Arrojadme a un barranco cuando llegue el día, por favor.

domingo, 30 de agosto de 2015

Chonis

La vulgaridad no es una choni gritando en un  barrio marginal. Infinitamente más vulgar es envolverse en un superficial y absolutamente vacío envoltorio posmo. Las personas que optan por lo segundo creen estar por encima de esa vulgar choni, y jamás hablaría de ellas utilizando esa palabra, lo que le lleva a mirar a los habitantes de un barrio marginal exactamente del mismo modo en el que miraría a una tribu perdida del Amazonas. Admira su coraje y su lucha por sobrevivir, pero hay que ser ordenado en esta vida: jamás permitas una intromisión en el barrio marginal. Deja a esos buenos salvajes a su rollo,  no te apropies de su voz. Es una bonita forma de pedir que no mires al otro lado de Disneylandia, y al mismo tiempo presentarte como un puro ser de luz, casi como un sacerdote, dejando que las cosas sigan su curso y que los habitantes del barrio marginal dejen de serlo colectivamente sin ayuda de nadie. 

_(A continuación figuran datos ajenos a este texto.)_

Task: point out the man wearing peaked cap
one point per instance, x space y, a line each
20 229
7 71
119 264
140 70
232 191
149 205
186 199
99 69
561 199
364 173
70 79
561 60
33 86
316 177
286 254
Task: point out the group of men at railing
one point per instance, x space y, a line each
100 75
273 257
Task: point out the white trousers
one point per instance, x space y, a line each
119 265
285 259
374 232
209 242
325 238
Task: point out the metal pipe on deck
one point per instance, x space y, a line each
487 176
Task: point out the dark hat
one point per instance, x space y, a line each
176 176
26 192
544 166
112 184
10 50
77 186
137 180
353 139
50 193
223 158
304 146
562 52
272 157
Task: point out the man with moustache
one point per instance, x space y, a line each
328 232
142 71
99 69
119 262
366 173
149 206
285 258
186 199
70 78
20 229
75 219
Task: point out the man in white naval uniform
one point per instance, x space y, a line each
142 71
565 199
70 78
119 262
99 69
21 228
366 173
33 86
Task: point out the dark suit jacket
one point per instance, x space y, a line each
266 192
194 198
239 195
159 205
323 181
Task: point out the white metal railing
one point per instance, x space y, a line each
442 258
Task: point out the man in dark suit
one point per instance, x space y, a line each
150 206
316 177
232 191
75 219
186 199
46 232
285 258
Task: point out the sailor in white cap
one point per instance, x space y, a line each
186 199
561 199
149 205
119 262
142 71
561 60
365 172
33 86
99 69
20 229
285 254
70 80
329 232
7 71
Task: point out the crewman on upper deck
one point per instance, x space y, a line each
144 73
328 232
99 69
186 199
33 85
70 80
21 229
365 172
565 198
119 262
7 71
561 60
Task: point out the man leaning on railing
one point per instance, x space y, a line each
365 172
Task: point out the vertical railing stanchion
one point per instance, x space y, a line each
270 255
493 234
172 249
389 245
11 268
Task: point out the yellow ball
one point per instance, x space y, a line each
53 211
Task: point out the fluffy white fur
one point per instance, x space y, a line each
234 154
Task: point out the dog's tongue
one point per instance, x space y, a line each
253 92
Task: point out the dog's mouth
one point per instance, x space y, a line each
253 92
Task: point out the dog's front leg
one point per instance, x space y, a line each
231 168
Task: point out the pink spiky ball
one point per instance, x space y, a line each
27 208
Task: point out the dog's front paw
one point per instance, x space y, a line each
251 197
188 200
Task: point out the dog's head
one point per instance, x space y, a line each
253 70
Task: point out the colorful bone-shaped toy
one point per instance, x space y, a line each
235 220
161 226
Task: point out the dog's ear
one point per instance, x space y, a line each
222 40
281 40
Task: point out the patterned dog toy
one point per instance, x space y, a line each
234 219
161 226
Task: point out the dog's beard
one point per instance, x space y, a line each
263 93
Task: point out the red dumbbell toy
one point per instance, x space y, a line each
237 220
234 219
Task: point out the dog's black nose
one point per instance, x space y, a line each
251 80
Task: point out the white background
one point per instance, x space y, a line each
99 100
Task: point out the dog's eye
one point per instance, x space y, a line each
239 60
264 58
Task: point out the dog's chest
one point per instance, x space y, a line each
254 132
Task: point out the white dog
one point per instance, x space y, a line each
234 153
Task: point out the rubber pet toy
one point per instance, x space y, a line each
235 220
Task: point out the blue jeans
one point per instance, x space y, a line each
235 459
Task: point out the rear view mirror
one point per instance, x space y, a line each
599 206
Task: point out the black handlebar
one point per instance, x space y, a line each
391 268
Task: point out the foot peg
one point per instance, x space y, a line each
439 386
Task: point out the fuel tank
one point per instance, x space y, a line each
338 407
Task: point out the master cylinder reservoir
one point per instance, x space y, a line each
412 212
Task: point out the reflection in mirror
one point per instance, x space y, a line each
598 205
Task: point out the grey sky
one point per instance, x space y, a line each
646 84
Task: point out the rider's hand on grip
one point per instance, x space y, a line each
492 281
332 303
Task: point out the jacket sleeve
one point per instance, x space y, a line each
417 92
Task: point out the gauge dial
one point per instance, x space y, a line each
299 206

Esto es muy parecido a pedir que te olvides de ellos. Como en realidad no son habitantes de tierras ignotas, como lo cierto es que viven y trabajan o están en el paro justo a tu lado, necesitas justificarte. Tampoco es una novedad: en prácticamente todos los barrios marginales de España el olvido dura ya más de treinta años, salvo para ilustrar espantosos programas de televisión sensacionalistas de presunto periodismo para que los autoproclamados ciudadanos de clase media se sientan mejor con su mediocridad.

Los términos. Lo realmente terrible de todo esto es llamar choni a una mujer. Decirle a una persona que no se autodenomine así, que está feo. No vayas por ahí diciendo que eres lo que eres. Y mucho menos digas que serlo no te quita derechos, ni te quita compartir las mismas ilusiones que el resto de los estúpidos mortales del planeta. Sólo te diferencia el morro fino para las drogas y el gusto sofisticado por banalidades musicales de sofisticada mediocridad. Unas gafas de pasta y un poco más de sueldo. La diferencia entre un 15M y los disturbios de Londres. Tú no eres de esos.

Mientras, hay que revisarse los privilegios en las olimpiadas de la opresión. Todo lo que sea necesario para parecer que haces algo y no hacer absolutamente nada. Pero orden, ante todo. Que no crucen la frontera y te restrieguen su vulgaridad y malas costumbres. Al fin y al cabo, ellas y ellos no se revisan sus privis. Que lo importante es cómo llamamos a las cosas. Lo demás viene solo.